Ce sont donc près de 46 % des électeurs interrogés qui ont modifié leurs votes entre les deux élections, le recul le plus important ayant été enregistré dans l’électorat du DP et de Déi Gréng "même si tous les partis sont touchés par ce phénomène", dit Philippe Poirier. Et de rappeler que 91 % des électeurs libéraux aux législatives de 2009 avaient voté DP aux européennes, tandis qu’ils n’étaient plus que 65 % en 2014, le parti Déi Gréng passant d’un taux de loyauté de 90 % en 2009 à un taux de 42 % en 2014.
Sur la question de la motivation des électorats, Philippe Poirier relève ce qu’il qualifie de vote "junckérien", à savoir "une surreprésentation" dans tous les électorats "du fait que l’on voulait que le candidat Jean-Claude Juncker devienne président de la Commission européenne", une réalité encore plus évidente chez les électeurs du CSV qui étaient 52 % dans ce cas.
L’équipe de chercheurs a également noté un autre phénomène qu’elle qualifie de "convergence des centre-droits". Ce phénomène se traduit notamment par les associations de votes préférentiels les plus fréquemment utilisées par les électeurs qui placent en tête de leurs choix les combinaisons "Déi Gréng/DP/CSV" et "DP-CSV", selon l’étude des bulletins réalisée par les chercheurs.
Une convergence qui serait d’ailleurs confirmée par le sondage post-électoral mené dans le cadre de l’étude, explique Philippe Poirier. Ainsi, dans les réponses portant sur les politiques publiques de l’UE, sur les traités et la gouvernance, les chercheurs ont observé une convergence "plus forte entre les libéraux et les chrétiens-sociaux qu’entre tous les autres partis", note le chercheur, "sauf dans le sud du pays où les électeurs socialistes et les électeurs chrétiens-sociaux ont une plus grande convergence politique".
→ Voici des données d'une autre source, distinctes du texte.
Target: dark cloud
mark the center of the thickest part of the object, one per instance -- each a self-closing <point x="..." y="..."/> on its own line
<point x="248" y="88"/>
Enfin, les chercheurs ont encore soumis aux sondés plusieurs questions relatives à la coalition au pouvoir, notamment de tirer un premier bilan du nouveau gouvernement. Un bilan jugé négatif par plus de 60 % des sondés dès juin 2014 qui est donc "un élément du vote des européennes", avance Philippe Poirier. "On n’est pas surpris de voir que les électeurs de l’ADR et du CSV sont les plus critiques à l’égard du bilan du gouvernement en place, mais le plus frappant entre décembre 2013 et mai 2014, c’est le déplacement au sein de l’électorat écologiste et de l’électorat libéral face à l’action du gouvernement, alors qu’en revanche, l’électorat socialiste se disait plutôt satisfait", poursuit-il.
Déi Gréng comptait ainsi moins de 60 % de satisfaits, le DP un peu plus de 60 %, soit près de 40 % de leur électorat qui désapprouvait déjà le gouvernement en place, tandis que le LSAP se situait à plus de 70 %. "Les électeurs écologistes et libéraux ont une attitude de départ plutôt désappointée, mais ce n’est pas tant la sévérité de ce jugement qui est intéressante ici que ces mouvements constatés au sein des électorats", conclut le chercheur.